On Internet Explorer 9 on my Windows Phone, absolute units are right. 

I can however understand why other browsers are reluctant to do this since some websites makers are failling to understand not all screen sports 96dpi and you (sometime) ends up by having a website messed up by this design choice (big font next to very small font because one is specified in px and the other one in pt). It’s however the fault of the website, not of the browser.

However, you must know that not all screen really have the dpi number they report. They may say they are 96dpi-screens and have 94 or 98 as physical dpi. The web browser can never know if its computation is perfect. It does what he think to be the best output with the data he have. Accuracy is up to the hardware maker.

From: Brian Blakely 
Sent: Wednesday, October 05, 2011 4:17 PM
To: www-style@w3.org 
Subject: [Bulk] User Agents Do Not Implement Absolute Length Units, Places Responsive Design in Jeopardy
See spec for a refresh: http://www.w3.org/TR/css3-values/#absolute-lengths 

As far as I know, UAs have never actually implemented this, but always pretended to anyway.  If you size something as "1in", you're more than likely going to get 90px, regardless of the accuracy of this output.
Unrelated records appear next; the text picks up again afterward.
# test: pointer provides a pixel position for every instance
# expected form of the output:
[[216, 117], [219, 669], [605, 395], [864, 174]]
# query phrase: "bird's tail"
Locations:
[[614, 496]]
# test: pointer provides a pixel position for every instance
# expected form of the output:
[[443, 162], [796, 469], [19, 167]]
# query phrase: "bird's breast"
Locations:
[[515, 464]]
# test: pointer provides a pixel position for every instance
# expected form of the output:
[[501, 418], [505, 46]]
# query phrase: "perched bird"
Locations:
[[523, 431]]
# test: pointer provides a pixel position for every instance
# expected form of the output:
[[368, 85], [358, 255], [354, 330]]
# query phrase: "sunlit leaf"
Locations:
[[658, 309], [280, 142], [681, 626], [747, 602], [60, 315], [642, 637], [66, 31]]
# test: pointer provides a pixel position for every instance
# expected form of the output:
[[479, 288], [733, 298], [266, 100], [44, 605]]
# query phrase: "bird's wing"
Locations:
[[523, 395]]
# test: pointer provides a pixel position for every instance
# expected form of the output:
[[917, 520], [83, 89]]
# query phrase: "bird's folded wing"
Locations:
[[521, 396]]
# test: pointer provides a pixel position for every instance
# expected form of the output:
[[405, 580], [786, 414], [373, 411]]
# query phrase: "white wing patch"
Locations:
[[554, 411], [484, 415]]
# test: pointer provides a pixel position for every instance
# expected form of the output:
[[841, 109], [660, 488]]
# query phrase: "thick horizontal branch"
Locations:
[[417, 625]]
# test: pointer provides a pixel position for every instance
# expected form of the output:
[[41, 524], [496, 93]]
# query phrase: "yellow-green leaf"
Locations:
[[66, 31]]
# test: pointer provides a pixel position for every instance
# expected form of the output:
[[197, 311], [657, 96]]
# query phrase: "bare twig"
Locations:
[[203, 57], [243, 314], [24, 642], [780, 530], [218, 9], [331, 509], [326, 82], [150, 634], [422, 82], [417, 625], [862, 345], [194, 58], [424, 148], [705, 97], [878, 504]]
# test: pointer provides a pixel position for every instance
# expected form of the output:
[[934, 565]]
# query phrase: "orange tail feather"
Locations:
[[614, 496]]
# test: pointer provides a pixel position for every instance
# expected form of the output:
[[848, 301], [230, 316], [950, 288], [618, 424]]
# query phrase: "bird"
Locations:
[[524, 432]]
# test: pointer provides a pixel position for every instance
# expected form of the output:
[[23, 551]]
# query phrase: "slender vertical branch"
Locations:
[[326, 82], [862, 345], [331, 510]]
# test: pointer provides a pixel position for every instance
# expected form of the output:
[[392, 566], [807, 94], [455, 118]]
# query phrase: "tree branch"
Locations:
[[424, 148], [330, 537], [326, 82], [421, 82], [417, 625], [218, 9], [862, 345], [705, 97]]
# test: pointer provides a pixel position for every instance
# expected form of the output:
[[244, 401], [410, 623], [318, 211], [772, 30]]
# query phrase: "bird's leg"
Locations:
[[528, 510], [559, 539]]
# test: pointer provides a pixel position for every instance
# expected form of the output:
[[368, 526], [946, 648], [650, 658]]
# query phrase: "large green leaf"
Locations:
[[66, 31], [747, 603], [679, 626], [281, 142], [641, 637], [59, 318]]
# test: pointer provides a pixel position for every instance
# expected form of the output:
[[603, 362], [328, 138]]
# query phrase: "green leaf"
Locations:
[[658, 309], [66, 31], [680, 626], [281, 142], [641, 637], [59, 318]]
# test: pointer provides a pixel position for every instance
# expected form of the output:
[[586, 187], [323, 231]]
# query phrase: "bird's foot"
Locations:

This is important because physical screen dimensions are going to become very crucial in the near-term for content and layout delivery, especially in regards to Media Queries.

The problem which was years away is now an impending reality: the day when 720p+ mobile devices become the norm.  Unless these devices are all pixel-doubling and -quadrupling without exception, using Media Queries for the most common responsive design practice — horizontal resolution detection in pixels — won't work anymore.  They will simply cease to be a solution, leaving no replacement.

We need a new way to do generic device detection, or we need absolute length units to work.

Anyone from representative groups (Mozilla, Chrome Team, Apple) want to comment?  Does the spec need to be changed?